- Record annual revenues amid 4.5% like-for-like growth
- Special dividend and buyback announced
- Long-term potential for 130 centres
The UK’s largest tenpin bowling operator Hollywood Bowl (BOWL) delivered another strong year of sales and profit growth and revealed an enhanced shareholder return policy including a special dividend and share buyback.
Shares in Hollywood Bowl gained 2% to 288p, a new 12-month high and closing in on the all-time high of 309p achieved before the pandemic.
Hollywood Bowl will soon become the sole publicly-traded tenpin bowling firm after rival Ten Entertainment (TEG:AIM) accepted an all cash 412.5p per cash offer from private equity firm Trive Capital on 6 December.
Revenues for the year to 30 September grew 16.2% on an underlying basis to a record £215.2 million driven by strong 4.5% like-for-like sales growth.
Spend per game grew 3.4% to £11.06 while like-for-like growth in amusements were up 7.3% and food spend per game increased 9.9% with most popular menu items kept at 2019 prices.
Adjusted EBITDA (earnings before interest, tax, depreciation, and amortisation) was 12.7% higher at £64.9 million.
Chief executive Stephen Burns commented: ‘This is another excellent performance for the group, achieved against an exceptionally strong prior year.
‘It reflects significant customer demand, as well as the success of our customer focused strategy. Innovation of our offer has led to growth across all our revenue lines while keeping our prices low, with a family of four able to bowl for £25.
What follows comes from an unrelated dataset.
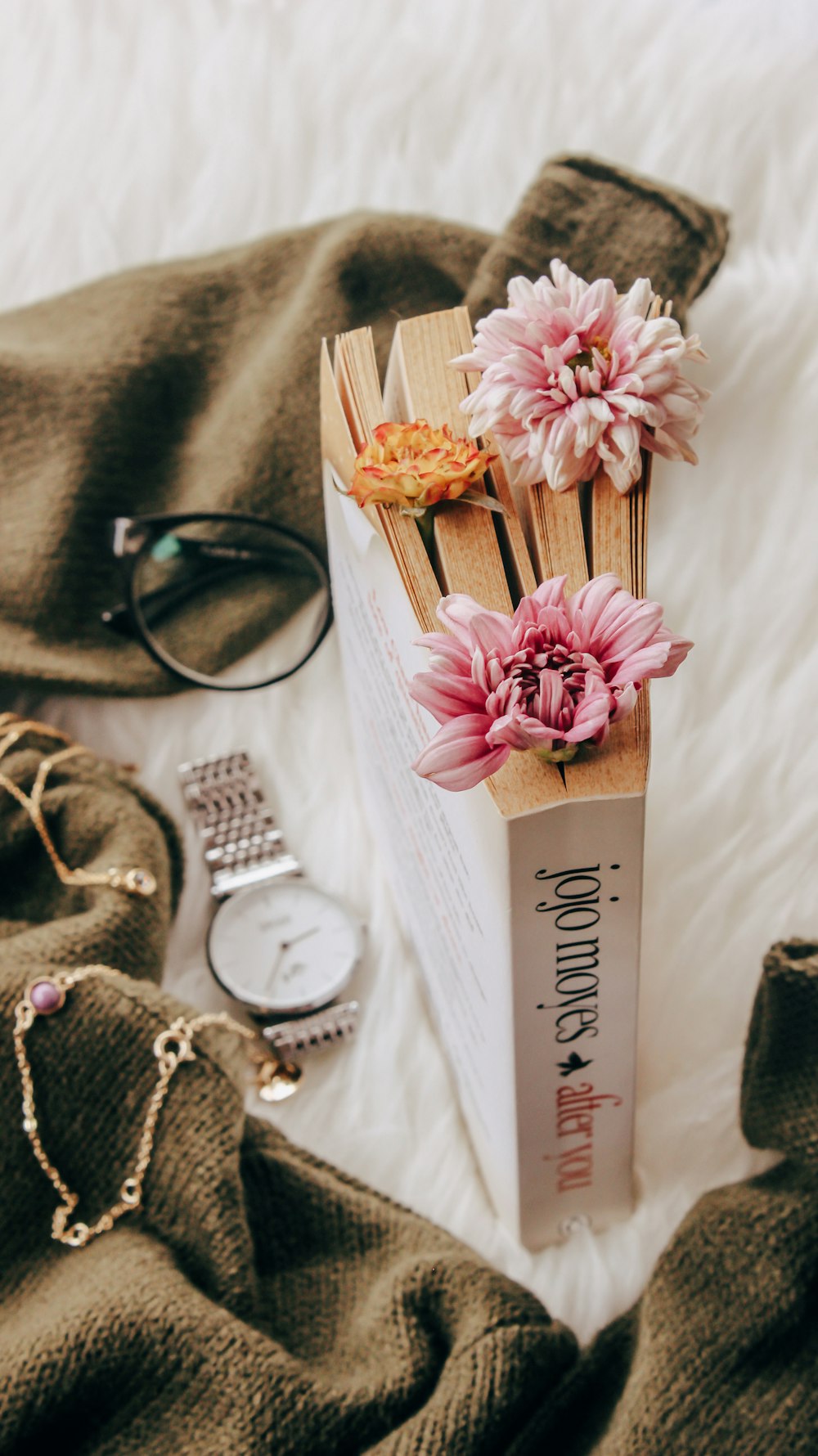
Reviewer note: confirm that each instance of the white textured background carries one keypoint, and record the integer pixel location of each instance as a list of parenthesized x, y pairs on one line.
[(134, 130)]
‘We have continued to invest in and grow our estate, opening new centres in the UK and Canada where we see significant potential.’
NEW CAPITAL ALLOCATION POLICY
Reflecting a highly cash generative business, with £52.5 million of net cash on the balance sheet at the period end and a fully undrawn £25 million revolving credit facility, Hollywood Bowl increased the ordinary dividend from 50% to 55% of adjusted after-tax profit.
In addition, the group announced a share buyback of £10 million and a special dividend of 2.73p per share taking the full year pay out to 14.54p.
Buying back shares and cancelling them implies an uplift in 2024 earnings per share of around 2% according to Investec estimates.
Commenting on the increased dividend pay-out, Berenberg said: ‘This is despite expectations of higher capex and acquisition spend, further emphasising the resilience of the business model, which we view as a positive.’
AJ Bell investment director Russ Mould commented: ‘Bowling remains an affordable treat which gives people a release from the cares of everyday life and the performance of the nascent Canadian operation will only provide further encouragement for the company to pursue its expansion plans.’
Disclaimer: Financial services company AJ Bell referenced in the article owns Shares magazine. The author of the article (Martin Gamble) and the editor of the article (James Crux) own shares in AJ Bell.